There's nothing Jose Mourinho leaves to chance when it comes to dealing with sports media. The guy makes a calculator look improvisational. That's why this interview with Sky Sports only seems to feature Mourinho being sporting, polite and glib regarding Petr Cech's unfortunate leg injury in Chelsea's 1-2 first leg defeat at Inter in the Champions League. Give it a look:
(Editor's note: Enjoy Mourinho's black turtleneck, but don't let it overcome you. Yes, it's silly while being suave, but you'll miss his cunning genius if you get too wrapped up in it.)
See how he sneaks that "Doctor Needles" reference in there? You probably thought, "Something's not right about this Dr. Needles." Yes, Mourinho sounds so hopeful about Cech playing in the return leg. He comes across as such a sportsman. "Of course I think Cech could play. I don't listen to those reports that he's out for a month or more. Doctor Needles can probably get him healthy enough to play – and play well!" And he says it with a wry smile that tells you he knows something about what Chelsea can do for injured players. And why shouldn't he? He knows – and he knows you know he knows – Chelsea and all those guys in that locker room.
But Mourinho's charming little nod to his past there is so much more than that. Yeah, he knows Cech's gimpy calf muscle or whatever it is probably will keep the top-notch keeper out of the next match. But Mourinho also knows about Dr. Needles. Oh, Needles isn't his Christian name. No, it's just a moniker. Mourinho's allusion to "Dr. Needles" is in the sly "wink, wink, nudge, nudge" fashion of all the great subtext purveyors of the management tradition. Mourinho wants everyone to fully understand, you see, that Chelsea has this illegal doctor running around like a wild man, shooting up the injured and fatigued Chelsea players with all kinds of Russian god-knows-what.
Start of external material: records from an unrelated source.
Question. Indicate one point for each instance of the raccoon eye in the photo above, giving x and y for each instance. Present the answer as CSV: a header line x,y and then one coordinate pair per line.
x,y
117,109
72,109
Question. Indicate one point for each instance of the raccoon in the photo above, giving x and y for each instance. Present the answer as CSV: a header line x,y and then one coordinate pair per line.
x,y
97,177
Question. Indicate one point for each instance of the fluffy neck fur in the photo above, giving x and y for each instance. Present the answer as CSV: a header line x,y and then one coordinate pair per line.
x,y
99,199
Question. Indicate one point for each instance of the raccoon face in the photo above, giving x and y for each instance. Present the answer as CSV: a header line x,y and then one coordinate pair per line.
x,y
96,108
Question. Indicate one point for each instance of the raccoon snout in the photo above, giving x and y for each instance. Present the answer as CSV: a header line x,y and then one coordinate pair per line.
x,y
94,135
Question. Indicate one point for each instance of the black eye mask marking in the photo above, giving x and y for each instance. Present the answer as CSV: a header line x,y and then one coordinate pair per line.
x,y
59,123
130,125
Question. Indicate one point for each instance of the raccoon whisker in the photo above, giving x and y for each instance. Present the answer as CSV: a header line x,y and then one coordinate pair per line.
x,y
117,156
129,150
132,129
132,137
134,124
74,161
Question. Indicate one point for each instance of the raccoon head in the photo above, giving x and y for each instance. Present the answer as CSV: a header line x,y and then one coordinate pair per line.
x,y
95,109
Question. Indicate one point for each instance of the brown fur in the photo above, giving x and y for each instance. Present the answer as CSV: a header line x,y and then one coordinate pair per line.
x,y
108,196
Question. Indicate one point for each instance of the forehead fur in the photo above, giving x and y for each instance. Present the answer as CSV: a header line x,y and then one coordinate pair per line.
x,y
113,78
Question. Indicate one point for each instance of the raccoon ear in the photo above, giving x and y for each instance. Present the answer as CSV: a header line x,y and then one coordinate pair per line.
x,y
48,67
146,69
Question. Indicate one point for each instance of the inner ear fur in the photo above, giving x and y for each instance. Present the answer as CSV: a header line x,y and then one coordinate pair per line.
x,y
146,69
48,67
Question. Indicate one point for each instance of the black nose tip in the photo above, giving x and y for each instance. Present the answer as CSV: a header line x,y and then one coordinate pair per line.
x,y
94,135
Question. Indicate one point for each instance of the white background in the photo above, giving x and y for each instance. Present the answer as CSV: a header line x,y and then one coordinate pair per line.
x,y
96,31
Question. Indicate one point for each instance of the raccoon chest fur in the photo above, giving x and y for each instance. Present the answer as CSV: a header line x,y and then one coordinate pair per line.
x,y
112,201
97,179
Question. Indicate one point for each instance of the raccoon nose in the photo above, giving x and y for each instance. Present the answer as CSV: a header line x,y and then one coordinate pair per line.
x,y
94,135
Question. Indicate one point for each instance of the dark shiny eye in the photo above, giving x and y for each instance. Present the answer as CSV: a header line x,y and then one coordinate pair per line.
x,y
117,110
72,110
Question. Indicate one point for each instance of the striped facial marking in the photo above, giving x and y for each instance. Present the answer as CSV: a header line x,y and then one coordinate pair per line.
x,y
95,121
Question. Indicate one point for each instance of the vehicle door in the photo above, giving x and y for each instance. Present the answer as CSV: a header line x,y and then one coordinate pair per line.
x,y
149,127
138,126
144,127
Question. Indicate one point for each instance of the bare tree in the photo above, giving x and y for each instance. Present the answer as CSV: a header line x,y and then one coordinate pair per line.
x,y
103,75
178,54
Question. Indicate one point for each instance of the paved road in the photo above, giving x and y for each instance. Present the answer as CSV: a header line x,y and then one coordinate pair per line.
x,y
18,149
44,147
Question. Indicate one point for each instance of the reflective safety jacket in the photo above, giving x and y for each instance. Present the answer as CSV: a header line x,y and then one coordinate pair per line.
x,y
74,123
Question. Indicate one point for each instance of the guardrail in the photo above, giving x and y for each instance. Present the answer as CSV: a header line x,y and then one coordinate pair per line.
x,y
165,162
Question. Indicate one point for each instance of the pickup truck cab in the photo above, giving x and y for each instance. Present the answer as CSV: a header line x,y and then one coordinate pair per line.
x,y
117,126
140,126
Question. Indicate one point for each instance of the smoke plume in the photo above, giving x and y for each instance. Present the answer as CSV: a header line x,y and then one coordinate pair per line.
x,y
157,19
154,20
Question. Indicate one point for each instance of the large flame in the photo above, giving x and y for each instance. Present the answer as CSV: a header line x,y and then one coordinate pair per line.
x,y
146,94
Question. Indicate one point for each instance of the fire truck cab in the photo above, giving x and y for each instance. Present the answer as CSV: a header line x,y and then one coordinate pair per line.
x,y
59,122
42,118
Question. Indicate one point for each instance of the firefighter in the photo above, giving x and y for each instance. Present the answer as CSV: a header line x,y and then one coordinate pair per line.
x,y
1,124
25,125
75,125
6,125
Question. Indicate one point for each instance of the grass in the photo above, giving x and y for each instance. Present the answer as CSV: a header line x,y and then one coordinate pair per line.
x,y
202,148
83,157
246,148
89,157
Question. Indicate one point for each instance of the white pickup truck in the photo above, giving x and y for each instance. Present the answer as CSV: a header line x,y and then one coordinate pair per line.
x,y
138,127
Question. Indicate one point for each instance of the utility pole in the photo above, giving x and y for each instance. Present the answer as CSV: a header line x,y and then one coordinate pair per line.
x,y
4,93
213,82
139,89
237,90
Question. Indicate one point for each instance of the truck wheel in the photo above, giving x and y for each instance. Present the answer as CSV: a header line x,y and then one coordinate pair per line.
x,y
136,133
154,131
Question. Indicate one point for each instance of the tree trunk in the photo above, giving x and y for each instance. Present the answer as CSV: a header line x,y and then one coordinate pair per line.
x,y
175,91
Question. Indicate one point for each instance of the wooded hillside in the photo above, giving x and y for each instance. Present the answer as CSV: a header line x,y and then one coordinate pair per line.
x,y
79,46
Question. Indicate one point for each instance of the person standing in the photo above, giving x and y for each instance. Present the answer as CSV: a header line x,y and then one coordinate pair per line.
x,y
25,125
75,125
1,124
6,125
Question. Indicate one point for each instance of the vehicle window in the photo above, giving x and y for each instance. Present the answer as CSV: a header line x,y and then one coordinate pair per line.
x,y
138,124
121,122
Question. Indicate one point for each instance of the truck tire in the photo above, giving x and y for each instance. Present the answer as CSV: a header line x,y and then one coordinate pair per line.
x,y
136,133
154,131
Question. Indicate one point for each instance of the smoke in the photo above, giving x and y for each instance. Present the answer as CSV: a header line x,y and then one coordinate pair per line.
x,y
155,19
If Inter somehow survive the match at Stamford Bridge, he'll probably grant Sky another interview in which he casually jokes about a night out in Moscow with Dr. Needles before the Champions League final. Mourinho was there to see some old friends, and, well, Dr. Needles was working on a new treatment for John Terry's mild case of vertigo that was affecting the team captain's balance and ability to stay upright. It was a spirited night of conversation.
If Inter are eliminated, he might just come out and tell the truth: that he saw Dr. Needles in the tunnel before the match injecting Michael Ballack with some sort of glowing green liquid inside a syringe the size of Big Ben.
Who exactly is this Dr. Needles? Who knows? A News of the World investigation might uncover some sort of tenuous, poorly sourced connection to an East German KGB outpost where Putin frequently "lunched" during the old days. It's immaterial, really. Mourinho doesn't care who Dr. Needles is. Mourinho just wants you to know that Dr. Needles is out there. He has to be! Chelsea needs his expertise.
Of course, Mourinho might add some day, Dr. Needles' methods recently have been questioned by some of the players. Or at least that's what he hears through the "Bluesvine" of Chelsea contacts he keeps. The players don't seem to have that extra flit and zip in their step after Dr. Needles' treatments like he remembers them having.